Sabine Wespieser
Lu par Stéphane
De la tentation du name dropping en littérature
Chacun peut témoigner de l’insondable plaisir que l’on peut avoir à converser en soirée avec ces gens fabuleux qui connaissent tout le monde et vous le font savoir : « Guillaume Canet ? Un vieux pote. Je l’ai présenté à Marion sur le yacht de Luc sur la croisette, on était au bar, Gérard a encore tenté de pisser dans une bouteille, on a dû le porter avec Edouard mais il s’est fait dessus, Sharon était choquée ».
Eh bien figurez-vous que ces gens-là écrivent des romans et infligent au monde l’équivalent littéraire des fascinantes élucubrations qui précèdent, ce qui donne :
« je pensais à Antonioni »
« j’avais alors une idée littéraire de la ville, due à l’œuvre de Bassani »
« je me suis souvenue du passage de De Chirico et de son frère pendant la guerre de 14-18, de l’amitié entre Bassani et Antonioni »
« Je n’aurais pas parlé de Laura Betti »
« je me souvenais d’elle dans plusieurs films, sublime actrice, ceux de Pasolini qui fut son grand ami »
« je me souvenais de son terrible rôle de fasciste perverse dans 1900 de Bertolucci »
« A l’automne, Kerouac mourait. »
« Ce sont souvent des mots de Jankelevitch qui me viennent lorsque je pense à Antoine. »
« Je l’ai longtemps soupçonné d’écouter Charlie Parker en douce. »
« C’est beaucoup plus tard que j’ai pu lire la traduction de Tendre barbare de Bohumil Hrabal. »
« Je reconnaissais les balbutiements d’une sonatine de Diabelli. »

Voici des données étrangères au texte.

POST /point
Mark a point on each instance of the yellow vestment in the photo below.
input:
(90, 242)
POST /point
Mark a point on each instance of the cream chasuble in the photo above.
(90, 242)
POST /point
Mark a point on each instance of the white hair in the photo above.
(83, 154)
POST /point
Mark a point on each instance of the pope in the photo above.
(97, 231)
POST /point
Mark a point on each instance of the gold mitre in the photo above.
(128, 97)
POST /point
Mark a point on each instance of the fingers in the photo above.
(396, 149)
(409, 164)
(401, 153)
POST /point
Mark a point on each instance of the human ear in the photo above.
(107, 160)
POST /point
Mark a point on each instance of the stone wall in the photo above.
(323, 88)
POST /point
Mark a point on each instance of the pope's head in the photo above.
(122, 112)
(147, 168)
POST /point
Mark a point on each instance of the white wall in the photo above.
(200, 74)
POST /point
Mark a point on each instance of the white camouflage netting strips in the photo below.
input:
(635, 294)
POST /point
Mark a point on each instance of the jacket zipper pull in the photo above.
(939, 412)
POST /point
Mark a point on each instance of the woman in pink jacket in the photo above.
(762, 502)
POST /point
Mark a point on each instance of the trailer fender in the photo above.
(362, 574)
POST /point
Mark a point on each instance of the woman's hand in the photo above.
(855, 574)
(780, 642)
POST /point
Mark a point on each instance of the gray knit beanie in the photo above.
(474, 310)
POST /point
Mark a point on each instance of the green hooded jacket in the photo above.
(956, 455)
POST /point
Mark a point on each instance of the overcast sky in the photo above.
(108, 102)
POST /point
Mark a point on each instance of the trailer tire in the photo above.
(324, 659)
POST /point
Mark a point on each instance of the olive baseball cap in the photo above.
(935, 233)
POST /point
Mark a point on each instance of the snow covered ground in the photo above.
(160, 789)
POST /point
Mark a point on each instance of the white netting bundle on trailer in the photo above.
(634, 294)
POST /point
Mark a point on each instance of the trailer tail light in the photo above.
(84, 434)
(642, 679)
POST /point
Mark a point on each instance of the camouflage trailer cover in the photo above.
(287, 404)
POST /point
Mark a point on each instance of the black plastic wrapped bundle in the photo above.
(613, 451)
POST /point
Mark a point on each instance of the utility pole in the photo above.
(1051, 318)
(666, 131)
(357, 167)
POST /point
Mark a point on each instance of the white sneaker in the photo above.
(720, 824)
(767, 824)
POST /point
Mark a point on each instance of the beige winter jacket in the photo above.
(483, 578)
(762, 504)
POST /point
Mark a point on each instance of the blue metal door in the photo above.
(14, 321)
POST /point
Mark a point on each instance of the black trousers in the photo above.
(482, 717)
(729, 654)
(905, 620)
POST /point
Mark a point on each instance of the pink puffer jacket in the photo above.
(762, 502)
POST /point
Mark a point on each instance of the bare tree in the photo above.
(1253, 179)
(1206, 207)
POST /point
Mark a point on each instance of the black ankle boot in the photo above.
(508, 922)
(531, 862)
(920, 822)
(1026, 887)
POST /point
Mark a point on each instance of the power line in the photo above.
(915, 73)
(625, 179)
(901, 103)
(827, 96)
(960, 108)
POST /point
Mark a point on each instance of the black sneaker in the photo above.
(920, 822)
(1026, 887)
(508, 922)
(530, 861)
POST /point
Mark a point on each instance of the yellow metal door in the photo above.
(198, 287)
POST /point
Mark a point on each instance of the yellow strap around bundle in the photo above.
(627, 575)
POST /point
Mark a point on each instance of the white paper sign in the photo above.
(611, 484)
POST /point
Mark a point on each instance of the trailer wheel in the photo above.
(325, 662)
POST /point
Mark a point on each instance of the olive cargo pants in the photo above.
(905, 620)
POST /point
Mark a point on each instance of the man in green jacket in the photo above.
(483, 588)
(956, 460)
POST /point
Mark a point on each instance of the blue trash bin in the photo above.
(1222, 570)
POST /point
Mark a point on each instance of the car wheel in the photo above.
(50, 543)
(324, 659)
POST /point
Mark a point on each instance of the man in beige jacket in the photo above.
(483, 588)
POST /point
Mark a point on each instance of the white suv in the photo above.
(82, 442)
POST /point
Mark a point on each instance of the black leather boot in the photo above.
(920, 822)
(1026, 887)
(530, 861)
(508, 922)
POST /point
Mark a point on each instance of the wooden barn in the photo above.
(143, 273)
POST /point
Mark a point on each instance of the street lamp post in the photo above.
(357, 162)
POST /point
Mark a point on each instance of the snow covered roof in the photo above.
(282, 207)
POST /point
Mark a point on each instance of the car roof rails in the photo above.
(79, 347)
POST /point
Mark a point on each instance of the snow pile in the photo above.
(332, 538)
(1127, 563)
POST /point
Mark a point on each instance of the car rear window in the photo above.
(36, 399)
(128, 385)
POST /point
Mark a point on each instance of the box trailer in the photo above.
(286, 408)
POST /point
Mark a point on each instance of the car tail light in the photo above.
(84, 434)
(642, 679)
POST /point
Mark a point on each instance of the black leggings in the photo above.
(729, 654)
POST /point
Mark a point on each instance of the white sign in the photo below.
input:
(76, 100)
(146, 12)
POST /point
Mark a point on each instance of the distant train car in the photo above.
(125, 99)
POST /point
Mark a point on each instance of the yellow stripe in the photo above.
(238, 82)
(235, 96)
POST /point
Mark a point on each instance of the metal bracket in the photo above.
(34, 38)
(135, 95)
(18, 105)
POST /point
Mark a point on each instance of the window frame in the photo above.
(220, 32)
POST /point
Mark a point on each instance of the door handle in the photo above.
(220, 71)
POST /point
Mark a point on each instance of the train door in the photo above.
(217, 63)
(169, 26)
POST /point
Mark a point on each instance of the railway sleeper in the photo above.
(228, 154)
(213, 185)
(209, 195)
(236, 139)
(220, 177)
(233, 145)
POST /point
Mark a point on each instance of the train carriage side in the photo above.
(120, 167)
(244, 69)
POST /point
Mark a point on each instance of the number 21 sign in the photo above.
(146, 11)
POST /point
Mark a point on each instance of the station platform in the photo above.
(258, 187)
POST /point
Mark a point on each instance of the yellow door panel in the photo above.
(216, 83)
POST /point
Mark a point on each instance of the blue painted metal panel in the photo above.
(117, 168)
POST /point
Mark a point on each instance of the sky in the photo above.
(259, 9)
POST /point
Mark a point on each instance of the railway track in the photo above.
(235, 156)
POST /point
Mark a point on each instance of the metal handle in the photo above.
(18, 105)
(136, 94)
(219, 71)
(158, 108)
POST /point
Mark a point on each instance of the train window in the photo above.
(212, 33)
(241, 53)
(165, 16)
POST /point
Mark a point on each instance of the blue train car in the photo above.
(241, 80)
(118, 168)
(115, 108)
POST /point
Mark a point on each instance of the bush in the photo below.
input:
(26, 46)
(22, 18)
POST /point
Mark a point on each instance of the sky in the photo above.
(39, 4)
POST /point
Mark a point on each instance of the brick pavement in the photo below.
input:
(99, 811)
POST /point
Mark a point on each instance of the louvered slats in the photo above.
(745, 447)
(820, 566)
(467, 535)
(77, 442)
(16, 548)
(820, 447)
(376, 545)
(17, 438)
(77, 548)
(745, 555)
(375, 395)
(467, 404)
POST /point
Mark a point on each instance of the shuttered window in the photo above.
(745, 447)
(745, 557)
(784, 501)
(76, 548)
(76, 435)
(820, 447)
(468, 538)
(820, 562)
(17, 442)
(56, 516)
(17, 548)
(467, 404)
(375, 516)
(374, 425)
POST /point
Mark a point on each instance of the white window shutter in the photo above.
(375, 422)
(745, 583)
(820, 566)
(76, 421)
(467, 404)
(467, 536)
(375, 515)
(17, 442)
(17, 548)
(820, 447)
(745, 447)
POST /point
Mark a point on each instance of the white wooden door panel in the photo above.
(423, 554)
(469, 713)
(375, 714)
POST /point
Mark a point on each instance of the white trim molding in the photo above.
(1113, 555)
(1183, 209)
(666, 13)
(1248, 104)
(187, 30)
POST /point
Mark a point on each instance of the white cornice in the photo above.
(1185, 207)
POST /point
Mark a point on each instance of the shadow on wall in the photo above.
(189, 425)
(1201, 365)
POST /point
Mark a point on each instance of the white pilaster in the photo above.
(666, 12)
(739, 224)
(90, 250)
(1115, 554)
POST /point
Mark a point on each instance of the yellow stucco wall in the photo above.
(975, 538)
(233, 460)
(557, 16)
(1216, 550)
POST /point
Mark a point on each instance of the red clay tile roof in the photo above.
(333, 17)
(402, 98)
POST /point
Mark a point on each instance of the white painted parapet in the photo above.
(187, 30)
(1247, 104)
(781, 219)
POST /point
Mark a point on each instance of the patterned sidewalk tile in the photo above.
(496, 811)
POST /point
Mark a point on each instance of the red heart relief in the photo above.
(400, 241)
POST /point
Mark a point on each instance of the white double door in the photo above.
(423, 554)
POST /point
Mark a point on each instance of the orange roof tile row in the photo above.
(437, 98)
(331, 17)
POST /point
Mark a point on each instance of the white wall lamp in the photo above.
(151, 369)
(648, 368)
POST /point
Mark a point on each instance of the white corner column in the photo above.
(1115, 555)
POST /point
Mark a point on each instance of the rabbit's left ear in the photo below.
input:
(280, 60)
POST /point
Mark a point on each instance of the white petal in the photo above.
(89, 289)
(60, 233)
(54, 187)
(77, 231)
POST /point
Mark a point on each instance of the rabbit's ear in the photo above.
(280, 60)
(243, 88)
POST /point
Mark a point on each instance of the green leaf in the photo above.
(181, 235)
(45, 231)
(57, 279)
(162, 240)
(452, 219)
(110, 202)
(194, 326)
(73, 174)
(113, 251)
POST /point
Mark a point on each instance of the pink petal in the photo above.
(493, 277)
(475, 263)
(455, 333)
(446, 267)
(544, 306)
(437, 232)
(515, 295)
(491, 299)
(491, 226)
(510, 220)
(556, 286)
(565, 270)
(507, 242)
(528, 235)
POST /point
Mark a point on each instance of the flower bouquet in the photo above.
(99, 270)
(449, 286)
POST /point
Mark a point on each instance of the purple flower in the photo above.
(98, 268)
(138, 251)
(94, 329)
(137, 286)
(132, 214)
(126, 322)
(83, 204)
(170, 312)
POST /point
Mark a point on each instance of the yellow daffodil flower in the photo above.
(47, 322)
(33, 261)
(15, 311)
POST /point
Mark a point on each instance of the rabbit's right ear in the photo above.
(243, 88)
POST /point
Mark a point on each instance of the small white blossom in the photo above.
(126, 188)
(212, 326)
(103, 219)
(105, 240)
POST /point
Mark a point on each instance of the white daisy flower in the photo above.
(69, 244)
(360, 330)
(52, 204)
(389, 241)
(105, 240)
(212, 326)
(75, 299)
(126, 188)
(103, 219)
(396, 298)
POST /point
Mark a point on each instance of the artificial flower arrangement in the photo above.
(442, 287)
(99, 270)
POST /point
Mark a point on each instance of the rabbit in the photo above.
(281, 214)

« J’imagine Jeanne Moreau dans l’appartement de cet immeuble au pied duquel je reste immobile et aux aguets. »
« Marguerite Duras l’avait ajoutée au scénario. »
« Nous pourrions parler de la sonatine, de Moderato Cantabile »
C’est vrai, nous pourrions en parler, heureusement, ce ne sera pas le cas, puisque l’essentiel est de citer, n’est-ce pas ? Le texte est d’ailleurs joliment clos par une bibliographie des romans et films évoqués, qui constitue un habile résumé du roman. Commencez donc par la fin. Et arrêtez-vous là.
P.S. : mention spéciale à l’intrigante dédicace, « A Sabine W. » Mais qui cela peut-il bien être ? W… W… Like what ? Like Wespieser maybe (ndlr : l’éditrice)? On n’en saura pas plus. Le mystère est déjà là, tout entier : il ne nous quittera plus.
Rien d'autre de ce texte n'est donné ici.